A study from Massachusetts Institute of Technology, which mainly focused on the limitations of AF2 in the drug industry [74], showed that the use of AF2 together with molecular docking simulations to predict protein-ligand bindings demonstrated poor performance that, in some cases, was comparable to pure chance. At the same time, this study indicated how prediction accuracy might be improved with the integration of machine-learning-based approaches. The authors of the study expected their research to encourage the development of machine-learning methods that would complement AlphaFold.
AlphaFill is a new tool that has been developed to solve the problem with ligands and cofactors in the AlphaFold protein structure database [75]. AlphaFill uses an algorithm that employs sequence and structure similarity analysis to graft missing molecules and ions from experimental data into predicted protein structures.

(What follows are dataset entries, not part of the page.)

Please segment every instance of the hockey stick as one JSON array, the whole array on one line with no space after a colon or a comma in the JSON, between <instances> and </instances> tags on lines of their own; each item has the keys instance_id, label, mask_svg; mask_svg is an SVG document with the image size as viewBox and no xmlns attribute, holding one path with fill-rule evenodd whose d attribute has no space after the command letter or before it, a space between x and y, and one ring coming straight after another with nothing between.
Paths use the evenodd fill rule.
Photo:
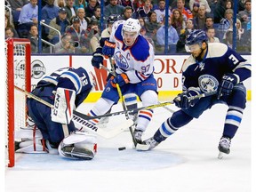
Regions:
<instances>
[{"instance_id":1,"label":"hockey stick","mask_svg":"<svg viewBox=\"0 0 256 192\"><path fill-rule=\"evenodd\" d=\"M15 86L15 89L17 89L18 91L23 92L24 94L26 94L28 98L31 98L33 100L37 100L38 102L41 102L42 104L49 107L49 108L53 108L53 105L52 105L51 103L42 100L41 98L32 94L31 92L28 92L23 89L20 89L20 87ZM102 130L102 129L99 129L97 126L95 126L93 124L92 124L91 122L88 121L88 119L84 119L84 114L79 113L77 111L73 111L73 118L72 120L75 121L76 123L77 123L78 124L80 124L82 127L85 128L86 130L88 130L89 132L92 132L97 133L98 135L106 138L106 139L109 139L109 138L113 138L118 134L120 134L121 132L123 132L124 131L125 131L128 126L131 126L133 124L133 121L132 119L127 119L127 121L125 122L125 124L118 124L116 125L116 127L113 128L112 130L109 130L108 132Z\"/></svg>"},{"instance_id":2,"label":"hockey stick","mask_svg":"<svg viewBox=\"0 0 256 192\"><path fill-rule=\"evenodd\" d=\"M109 62L110 62L110 65L111 65L111 70L109 70L108 68L105 68L105 66L104 66L103 68L106 69L106 70L108 70L108 71L109 73L111 73L115 77L116 77L117 75L116 75L116 70L115 70L114 64L112 63L111 57L109 57ZM101 65L101 68L102 68L102 66L103 66L103 65ZM118 84L116 84L116 90L117 90L119 98L120 98L121 102L122 102L123 109L124 109L124 111L127 111L127 107L126 107L126 105L125 105L124 99L124 97L123 97L121 88L120 88L120 86L119 86ZM125 116L126 116L126 119L127 119L127 120L130 119L130 118L129 118L129 113L128 113L128 112L125 113ZM133 144L134 144L134 146L135 146L135 148L136 148L137 141L136 141L136 140L135 140L135 138L134 138L134 135L133 135L133 131L132 131L132 127L133 127L133 126L134 126L134 124L132 124L131 126L129 126L129 132L130 132L130 133L131 133L131 136L132 136L132 142L133 142Z\"/></svg>"},{"instance_id":3,"label":"hockey stick","mask_svg":"<svg viewBox=\"0 0 256 192\"><path fill-rule=\"evenodd\" d=\"M112 74L113 76L115 76L113 71L110 70L109 68L106 68L104 65L100 64L100 68L105 69L105 70L107 70L108 73ZM160 102L158 102L158 103L160 103ZM163 108L165 108L166 110L168 110L171 113L174 113L175 112L175 111L172 110L171 108L167 108L166 106L163 106Z\"/></svg>"},{"instance_id":4,"label":"hockey stick","mask_svg":"<svg viewBox=\"0 0 256 192\"><path fill-rule=\"evenodd\" d=\"M208 97L208 96L211 96L211 95L214 95L214 94L216 94L216 92L217 92L214 91L214 92L211 92L202 93L202 94L199 94L199 95L196 95L196 96L191 96L191 97L189 97L189 100L197 100L197 99ZM150 109L150 108L164 107L164 106L167 106L167 105L171 105L171 104L173 104L172 100L172 101L163 102L163 103L158 103L158 104L156 104L156 105L144 106L144 107L138 108L127 109L126 111L117 111L117 112L114 112L114 113L104 114L102 116L86 116L86 115L79 113L77 111L76 111L76 114L77 116L80 116L84 119L90 120L90 119L101 118L101 117L106 117L106 116L119 116L119 115L123 115L123 114L125 114L125 113L136 113L136 112L138 112L140 110ZM75 113L75 111L74 111L74 113Z\"/></svg>"}]
</instances>

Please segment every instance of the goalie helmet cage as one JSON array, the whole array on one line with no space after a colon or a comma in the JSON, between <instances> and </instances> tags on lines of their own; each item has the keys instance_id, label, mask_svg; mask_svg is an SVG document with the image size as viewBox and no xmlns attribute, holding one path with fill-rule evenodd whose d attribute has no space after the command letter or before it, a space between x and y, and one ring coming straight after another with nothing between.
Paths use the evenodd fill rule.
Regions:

The algorithm has been successfully validated against experimental structures.

6. Critique of AlphaFold

AlphaFold has probably revolutionised the determination of protein molecular structure. Today, AF2 is a state-of-the-art deep-learning tool that demonstrates an accuracy in predicting protein folding that was previously unattainable using computational tools. The quality of its predictions is, however, not consistent. Furthermore, in some cases, Artificial Intelligence (AI) systems are unable to provide highly accurate results. As reported by the EMBL’s European Bioinformatics Institute, 35% of the more than 214 million AF2 predictions have been found to be very accurate [60], which indicates that its predictions are often not inferior to those obtained experimentally. It should also be pointed out that 45% of these predictions still could be used for some applications, in spite of their accuracy being inferior to that of experimentally retrieved structures. Therefore, although AF2 is an outstanding tool, it is important to consider its limitations to ensure that investigations provide reliable results.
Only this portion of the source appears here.